Um caso de violência irresponsável: briga de motorista e passageiro joga ônibus do alto de viaduto carioca e mata sete pessoas

Vou regularmente ao Rio de Janeiro desde que completei a maioridade e ganhei o direito legal de viajar sem autorização paterna/materna.

E já naquela época (meados dos anos 1970) conceituei os motoristas de ônibus locais como uma classe atípica (uma forma amenizada de dizer “meio louca”).

Arranques bruscos, alta velocidade, parar fora do ponto para pegar ou largar passageiros e trato rude eram características frequentes, absolutamente dominantes.

Um comportamento que sempre me chamou a atenção era a generalizada mania de não usar a embreagem: preferiam passar a marcha sempre “no tempo”, o que provocava arrancos e, obviamente, desgaste mecânico, gerando diminuição da vida útil e elevação de custos.

Ainda me lembro de dois casos de motoristas que me pareceram loucos de fato: um deles dirigia até devagar, mas tinha um olhar estranho e suava em bicas num dia meio frio…

…o outro dirigia em velocidade acima da já elevada média local; o cobrador me disse que já estava com dor na bunda de tanto socar sua cadeira…

…e acrescentou que foi obrigado a trabalhar naquele ônibus porque chegou atrasado ao trabalho; os colegas haviam recusado aquela companhia pois o motorista tinha saído do hospital psiquiátrico na semana anterior.

Acho que, nesse assunto, o Brasil mudou para pior, e outras cidades já aderiram à rudeza no transporte público.

Mas uma tragédia do início deste abril deste 2013 recolocou o transporte público carioca no noticiário triste: sete pessoas morreram na tarde de 02/04/13 por causa da queda de um ônibus de um viaduto na avenida Brasil, principal via de acesso ao Rio de Janeiro.

No dia seguinte já estava cristalizada a teoria sobre a causa (a matéria é da Folha de São Paulo; para acesso, cliqueaqui):

Uma briga entre um passageiro e o motorista pode ter provocado o acidente.
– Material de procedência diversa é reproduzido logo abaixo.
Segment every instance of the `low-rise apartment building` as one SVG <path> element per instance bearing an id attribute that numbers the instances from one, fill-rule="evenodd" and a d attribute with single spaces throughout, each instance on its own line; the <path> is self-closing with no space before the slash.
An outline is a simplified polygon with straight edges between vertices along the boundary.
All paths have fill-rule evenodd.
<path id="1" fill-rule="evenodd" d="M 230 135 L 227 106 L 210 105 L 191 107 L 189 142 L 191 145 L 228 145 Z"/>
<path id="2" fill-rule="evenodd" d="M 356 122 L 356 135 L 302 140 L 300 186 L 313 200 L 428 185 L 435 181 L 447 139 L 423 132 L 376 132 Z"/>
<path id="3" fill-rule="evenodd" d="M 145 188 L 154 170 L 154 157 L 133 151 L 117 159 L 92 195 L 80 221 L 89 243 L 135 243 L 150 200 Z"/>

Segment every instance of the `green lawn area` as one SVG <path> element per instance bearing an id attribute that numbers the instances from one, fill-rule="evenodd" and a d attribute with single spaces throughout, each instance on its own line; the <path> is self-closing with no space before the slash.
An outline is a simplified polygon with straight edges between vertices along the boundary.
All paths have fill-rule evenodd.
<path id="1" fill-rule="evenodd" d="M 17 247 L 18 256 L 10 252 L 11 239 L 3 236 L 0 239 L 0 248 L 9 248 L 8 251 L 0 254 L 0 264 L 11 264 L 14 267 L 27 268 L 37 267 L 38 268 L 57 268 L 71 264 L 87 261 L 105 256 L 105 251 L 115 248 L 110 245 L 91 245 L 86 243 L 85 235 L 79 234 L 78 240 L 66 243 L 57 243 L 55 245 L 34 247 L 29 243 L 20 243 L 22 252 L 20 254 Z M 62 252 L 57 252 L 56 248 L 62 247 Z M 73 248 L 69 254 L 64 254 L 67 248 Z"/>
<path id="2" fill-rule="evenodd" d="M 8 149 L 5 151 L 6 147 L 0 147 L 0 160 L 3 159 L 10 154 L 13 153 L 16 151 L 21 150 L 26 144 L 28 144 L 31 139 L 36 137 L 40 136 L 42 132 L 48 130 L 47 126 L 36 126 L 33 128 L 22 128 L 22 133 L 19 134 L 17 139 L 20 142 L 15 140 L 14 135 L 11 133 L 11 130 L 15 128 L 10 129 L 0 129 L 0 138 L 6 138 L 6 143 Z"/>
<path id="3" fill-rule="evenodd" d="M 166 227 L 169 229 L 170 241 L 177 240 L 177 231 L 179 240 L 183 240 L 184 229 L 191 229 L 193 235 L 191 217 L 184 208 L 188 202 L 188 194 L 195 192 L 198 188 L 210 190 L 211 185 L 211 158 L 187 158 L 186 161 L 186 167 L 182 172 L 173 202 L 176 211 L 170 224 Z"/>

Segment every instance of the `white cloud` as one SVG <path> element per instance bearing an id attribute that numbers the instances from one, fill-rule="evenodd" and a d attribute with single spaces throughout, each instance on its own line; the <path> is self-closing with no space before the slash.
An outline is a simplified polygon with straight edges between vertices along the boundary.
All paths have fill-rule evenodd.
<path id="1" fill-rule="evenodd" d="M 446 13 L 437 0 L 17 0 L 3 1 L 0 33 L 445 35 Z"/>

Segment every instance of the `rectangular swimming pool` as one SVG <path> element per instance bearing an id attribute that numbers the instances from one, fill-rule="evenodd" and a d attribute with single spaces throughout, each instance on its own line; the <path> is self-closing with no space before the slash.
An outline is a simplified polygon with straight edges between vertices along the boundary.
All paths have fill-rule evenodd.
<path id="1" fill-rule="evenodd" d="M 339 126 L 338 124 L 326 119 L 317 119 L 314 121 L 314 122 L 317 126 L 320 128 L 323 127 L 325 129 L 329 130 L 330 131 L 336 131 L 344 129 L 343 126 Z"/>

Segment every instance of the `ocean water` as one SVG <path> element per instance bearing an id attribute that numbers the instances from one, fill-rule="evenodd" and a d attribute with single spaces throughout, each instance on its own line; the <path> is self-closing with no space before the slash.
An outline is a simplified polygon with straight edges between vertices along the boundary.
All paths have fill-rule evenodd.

Duas testemunhas ouvidas pelo delegado José Pedro Costa da Silva contaram que um passageiro, aluno da UFRJ, reclamou que o motorista seguia em alta velocidade […]. Os dois discutiram e o passageiro teria atingido o motorista com um chute, fazendo com que ele perdesse o controle do veículo.”

Matéria do site UOL (pertencente à Folha) informa que “testemunhas relataram que o condutor dirigia em alta velocidade. ‘A discussão teria começado porque o motorista não parou no ponto para o passageiro que o agrediu descer’, afirmou um homem que se identificou apenas como Antônio Carlos e disse ser filho de uma das vítimas. ‘Meu pai me contou que o motorista vinha em alta velocidade, e na hora da curva (no viaduto), passou direto e caiu na pista da avenida Brasil’.”.

A mesma matéria foi iniciada com outra informação negativa para a empresa: “O ônibus que caiu do viaduto Brigadeiro Trompowski, nas proximidades da Ilha do Governador, zona norte do Rio de Janeiro, foi multado 47 vezes nos últimos cinco anos. […] uma a cada três multas aplicadas ao ônibus foi por excesso de velocidade, totalizando 15 infrações desse tipo desde março de 2008 […] Outras 12 multas recebidas pelo veículo foram por ultrapassar o sinal vermelho.”.

Os órgãos governamentais são culpados pela tolerância negligente à empresa de ônibus e também pela construção da ridícula mureta de proteção do viaduto.

Ainda que a tendência pareça ser a de direcionar a responsabilidade maior da tragédia para o estudante de engenharia Rodrigo Santos Freire, de 25 anos, tudo começou com a direção agressiva e irresponsável do motorista carioca, lídimo seguidor dos antecessores que chacoalharam minha coluna nas últimas décadas.